7 Responses to Today’s “Car Street,” Tomorrow’s Rapid Transit

  1. Cascadian July 15, 2009 at 4:50 pm #

    As a Seattleite, I really envy this plan.

  2. EngineerScotty July 17, 2009 at 10:03 am #

    A few other interesting things to note:
    1) Powell Boulevard (US 26) has a lot of room for a potential light rail line because it was the planned route of the Mount Hood Freeway, whose cancellation led to the funding of the initial blue line. Right now, the street is paralleled in many places with a small frontage road which provides parking and such–this was land acquired for the Freeway, then no longer needed.
    2) The city of Damascus is an interesting case. Damascus was an unincorporated community until a few years ago, when it was designated an “urban reserve”, to be rezoned for high-density. Residents there, who like the quasi-rural character of the area, responded by incorporating–FTMP with the intent of opposing any density increases. So far, such efforts have been successful; Damascus is still mostly rural. The line east from Clackamas Town Center might make sense today out as far east as Happy Valley.
    3) The two yellow corridors at the south end of the map (one along I-205, the other across the “green bridge” and through Lake Oswego) are probably mutually exclusive–they are two different ideas of how to serve a significant number of commuters who live in Clackamas County (in the southeast) and work in the high-tech centers of Washington County (in the west). Right now, such commuters are poorly served by transit of any sort.
    4) One of the “high capacity corridors under advancement” (meaning the work is being planned and expected to start, though no spade of dirt has been turned yet), along the west side of the river, isn’t Light Rail–it’s the Lake Oswego extension of the Portland Streetcar. While this would be a “rapid streetcar” line–few stops, and the vehicles would travel near 40MPh–it isn’t MAX. (On the other hand, MAX when it travels through downtown, behaves much like a streetcar–slow– despite having an exclusive lane.)

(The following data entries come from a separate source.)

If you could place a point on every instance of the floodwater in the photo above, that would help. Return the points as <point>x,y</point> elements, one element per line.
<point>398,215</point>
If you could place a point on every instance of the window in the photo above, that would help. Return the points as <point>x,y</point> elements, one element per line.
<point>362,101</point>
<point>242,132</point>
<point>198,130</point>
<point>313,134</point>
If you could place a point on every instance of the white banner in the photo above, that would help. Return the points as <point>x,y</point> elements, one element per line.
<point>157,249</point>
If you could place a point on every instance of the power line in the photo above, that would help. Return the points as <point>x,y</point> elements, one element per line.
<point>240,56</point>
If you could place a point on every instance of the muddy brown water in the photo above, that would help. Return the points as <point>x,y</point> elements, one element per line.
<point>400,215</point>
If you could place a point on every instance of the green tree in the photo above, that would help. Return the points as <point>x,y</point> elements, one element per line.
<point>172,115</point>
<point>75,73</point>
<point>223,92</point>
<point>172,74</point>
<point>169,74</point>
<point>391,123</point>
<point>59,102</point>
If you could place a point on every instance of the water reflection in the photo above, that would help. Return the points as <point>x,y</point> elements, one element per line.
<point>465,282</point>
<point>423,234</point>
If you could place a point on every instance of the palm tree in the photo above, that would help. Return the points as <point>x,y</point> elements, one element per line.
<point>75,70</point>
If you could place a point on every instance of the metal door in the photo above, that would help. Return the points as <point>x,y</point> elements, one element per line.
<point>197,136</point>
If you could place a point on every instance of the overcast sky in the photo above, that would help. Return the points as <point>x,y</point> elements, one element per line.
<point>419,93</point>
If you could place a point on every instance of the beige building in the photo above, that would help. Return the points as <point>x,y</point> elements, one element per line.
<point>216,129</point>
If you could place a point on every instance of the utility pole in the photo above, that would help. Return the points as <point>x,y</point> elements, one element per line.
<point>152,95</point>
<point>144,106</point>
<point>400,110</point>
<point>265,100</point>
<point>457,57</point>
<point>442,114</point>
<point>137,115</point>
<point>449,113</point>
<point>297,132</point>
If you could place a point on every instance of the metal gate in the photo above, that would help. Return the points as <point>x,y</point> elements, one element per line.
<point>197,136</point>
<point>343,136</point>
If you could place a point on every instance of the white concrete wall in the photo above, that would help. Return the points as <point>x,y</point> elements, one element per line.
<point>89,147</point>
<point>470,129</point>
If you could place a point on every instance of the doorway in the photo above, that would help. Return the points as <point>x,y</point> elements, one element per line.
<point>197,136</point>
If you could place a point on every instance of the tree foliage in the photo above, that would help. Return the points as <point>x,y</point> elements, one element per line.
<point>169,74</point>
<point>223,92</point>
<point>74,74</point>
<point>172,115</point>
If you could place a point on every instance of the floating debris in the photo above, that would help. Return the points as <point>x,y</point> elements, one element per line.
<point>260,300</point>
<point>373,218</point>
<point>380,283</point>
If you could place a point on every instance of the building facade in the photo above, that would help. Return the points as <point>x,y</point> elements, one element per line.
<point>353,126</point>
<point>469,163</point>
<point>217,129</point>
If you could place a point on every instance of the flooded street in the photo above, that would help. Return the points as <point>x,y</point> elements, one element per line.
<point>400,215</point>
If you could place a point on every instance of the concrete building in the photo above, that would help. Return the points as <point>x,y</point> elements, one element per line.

  3. peliportti.com August 26, 2009 at 3:51 am #

    Custom street cars are really normal purchased cars, whatever the brand, which are then customized according to the ‘visions’ of their owners.

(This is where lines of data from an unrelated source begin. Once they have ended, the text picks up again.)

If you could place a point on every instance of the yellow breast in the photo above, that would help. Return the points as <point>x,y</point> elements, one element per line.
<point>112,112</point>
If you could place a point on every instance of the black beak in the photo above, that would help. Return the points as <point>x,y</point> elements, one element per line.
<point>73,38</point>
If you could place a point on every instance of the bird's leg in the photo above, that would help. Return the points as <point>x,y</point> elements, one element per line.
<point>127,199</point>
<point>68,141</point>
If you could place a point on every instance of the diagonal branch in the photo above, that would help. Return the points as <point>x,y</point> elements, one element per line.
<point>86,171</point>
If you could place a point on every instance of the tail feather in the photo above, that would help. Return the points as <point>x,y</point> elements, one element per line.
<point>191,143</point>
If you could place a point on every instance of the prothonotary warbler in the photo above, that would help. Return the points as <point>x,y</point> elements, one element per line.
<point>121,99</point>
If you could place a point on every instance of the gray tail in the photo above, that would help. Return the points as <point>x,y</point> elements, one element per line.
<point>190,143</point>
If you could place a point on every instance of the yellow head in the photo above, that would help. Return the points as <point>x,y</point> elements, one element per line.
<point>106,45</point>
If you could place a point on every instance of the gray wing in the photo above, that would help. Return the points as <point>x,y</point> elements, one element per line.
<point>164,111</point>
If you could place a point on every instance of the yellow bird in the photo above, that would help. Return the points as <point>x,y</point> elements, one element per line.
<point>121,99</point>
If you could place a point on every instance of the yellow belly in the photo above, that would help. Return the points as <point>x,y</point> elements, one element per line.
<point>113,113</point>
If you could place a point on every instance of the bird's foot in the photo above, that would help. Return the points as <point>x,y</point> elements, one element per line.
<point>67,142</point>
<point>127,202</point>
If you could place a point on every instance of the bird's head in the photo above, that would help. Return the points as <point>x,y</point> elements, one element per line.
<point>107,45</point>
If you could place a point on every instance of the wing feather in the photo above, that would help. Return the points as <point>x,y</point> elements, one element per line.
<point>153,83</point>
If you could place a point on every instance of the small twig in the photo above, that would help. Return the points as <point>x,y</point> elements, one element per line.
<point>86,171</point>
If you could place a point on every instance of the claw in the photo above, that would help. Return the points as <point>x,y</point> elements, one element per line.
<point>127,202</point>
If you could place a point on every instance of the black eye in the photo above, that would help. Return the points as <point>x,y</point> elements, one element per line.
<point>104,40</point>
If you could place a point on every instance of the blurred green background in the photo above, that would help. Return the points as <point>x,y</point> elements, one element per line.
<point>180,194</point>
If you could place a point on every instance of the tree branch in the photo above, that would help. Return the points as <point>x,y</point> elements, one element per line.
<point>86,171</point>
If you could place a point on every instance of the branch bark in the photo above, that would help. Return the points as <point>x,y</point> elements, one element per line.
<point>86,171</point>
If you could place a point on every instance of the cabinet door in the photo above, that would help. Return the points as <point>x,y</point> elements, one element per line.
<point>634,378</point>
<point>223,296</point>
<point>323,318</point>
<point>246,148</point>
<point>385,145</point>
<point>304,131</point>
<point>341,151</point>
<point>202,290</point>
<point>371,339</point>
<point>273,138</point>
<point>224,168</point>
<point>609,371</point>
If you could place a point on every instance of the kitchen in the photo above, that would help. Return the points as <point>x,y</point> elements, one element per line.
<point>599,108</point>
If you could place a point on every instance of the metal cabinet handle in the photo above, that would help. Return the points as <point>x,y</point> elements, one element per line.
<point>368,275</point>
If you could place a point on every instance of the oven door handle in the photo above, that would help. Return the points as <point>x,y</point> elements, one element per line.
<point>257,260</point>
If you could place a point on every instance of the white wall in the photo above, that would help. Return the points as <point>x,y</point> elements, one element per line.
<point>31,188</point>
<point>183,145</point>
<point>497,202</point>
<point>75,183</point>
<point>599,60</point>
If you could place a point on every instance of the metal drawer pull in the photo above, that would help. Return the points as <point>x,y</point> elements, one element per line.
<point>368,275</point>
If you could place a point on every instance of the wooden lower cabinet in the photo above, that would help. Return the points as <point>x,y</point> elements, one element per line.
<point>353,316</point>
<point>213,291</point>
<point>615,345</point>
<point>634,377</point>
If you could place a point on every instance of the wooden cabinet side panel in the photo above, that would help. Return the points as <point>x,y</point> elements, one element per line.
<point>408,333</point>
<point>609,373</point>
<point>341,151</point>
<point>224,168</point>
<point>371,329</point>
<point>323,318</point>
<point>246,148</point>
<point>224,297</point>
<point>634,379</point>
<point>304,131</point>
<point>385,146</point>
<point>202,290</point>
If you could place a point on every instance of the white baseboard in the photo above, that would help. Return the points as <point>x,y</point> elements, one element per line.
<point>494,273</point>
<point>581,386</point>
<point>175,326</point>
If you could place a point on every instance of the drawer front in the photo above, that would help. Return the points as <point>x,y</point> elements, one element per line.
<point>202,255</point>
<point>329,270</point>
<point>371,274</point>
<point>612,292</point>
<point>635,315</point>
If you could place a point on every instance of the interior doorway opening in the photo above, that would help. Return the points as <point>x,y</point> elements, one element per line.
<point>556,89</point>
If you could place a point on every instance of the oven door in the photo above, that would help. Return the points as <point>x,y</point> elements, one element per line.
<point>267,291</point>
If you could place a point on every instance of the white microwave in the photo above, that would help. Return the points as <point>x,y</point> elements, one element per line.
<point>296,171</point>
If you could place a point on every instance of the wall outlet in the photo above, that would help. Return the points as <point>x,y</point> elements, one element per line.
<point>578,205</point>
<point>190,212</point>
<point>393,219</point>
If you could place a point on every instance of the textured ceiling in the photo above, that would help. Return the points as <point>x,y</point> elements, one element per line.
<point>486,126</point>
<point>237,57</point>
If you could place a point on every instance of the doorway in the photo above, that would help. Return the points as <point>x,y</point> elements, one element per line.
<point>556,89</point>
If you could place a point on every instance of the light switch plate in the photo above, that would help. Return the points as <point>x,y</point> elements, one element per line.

  4. divisas forex February 1, 2010 at 4:24 pm #

    hello thank you . very good info !!!

  5. EngineerScotty February 1, 2010 at 5:27 pm #

    As an update to this story. While it isn’t official, the Barbur Boulevard corridor (the green line heading southwest of downtown) has been selected as the “next” transit corridor to be developed.
    It’s an interesting choice. There are numerous high-value transit destinations along the inner part of the corridor (the OHSU Marquam Hill campus, the Hillsdale neighborhood, the Portland Community College Sylvania campus, the Washington Square shopping mall, and downtown Tigard); however geography is difficult. Both college campuses are located on hillsides–do you tunnel under these hills to serve them, provide shuttle service between the transit line and the campus, or do something else?
    Beyond Tigard, though, you’re dealing with sprawl of the worst kind. OR 99W is a major freight mobility corridor, and the primary road link between Portland and much of the western Willamette Valley and central Oregon coast. It’s also a major tourist gateway. Past Tigard, it’s a rural expressway, but between downtown Tigard and King City, it’s a long collection of strip malls and auto-oriented businesses. And Tigard residents, when recently polled, seem to like it that way; and would prefer to widen the highway than to augment it with transit. (The same poll demonstrated strong resistance to infill or to increased densities among Tigard residents).
    My guess is that a MOUS will be built, probably out to Tigard and no further.

  6. EngineerScotty February 1, 2010 at 5:42 pm #

    Some local press coverage here.

  7. dejv February 1, 2010 at 7:01 pm #

    EngineerScotty: actually, streetcars/LRVs are pretty good at hill climbing, if they have enough weight on drivers and good traction control. AFAIK, PCCs of Pittsburgh used to climb 12.0 % grade with 100 % weight on drivers and now thirty years old Tatra K2 with 60 % of weight on drivers still climb this 9.5 % grade on daily basis.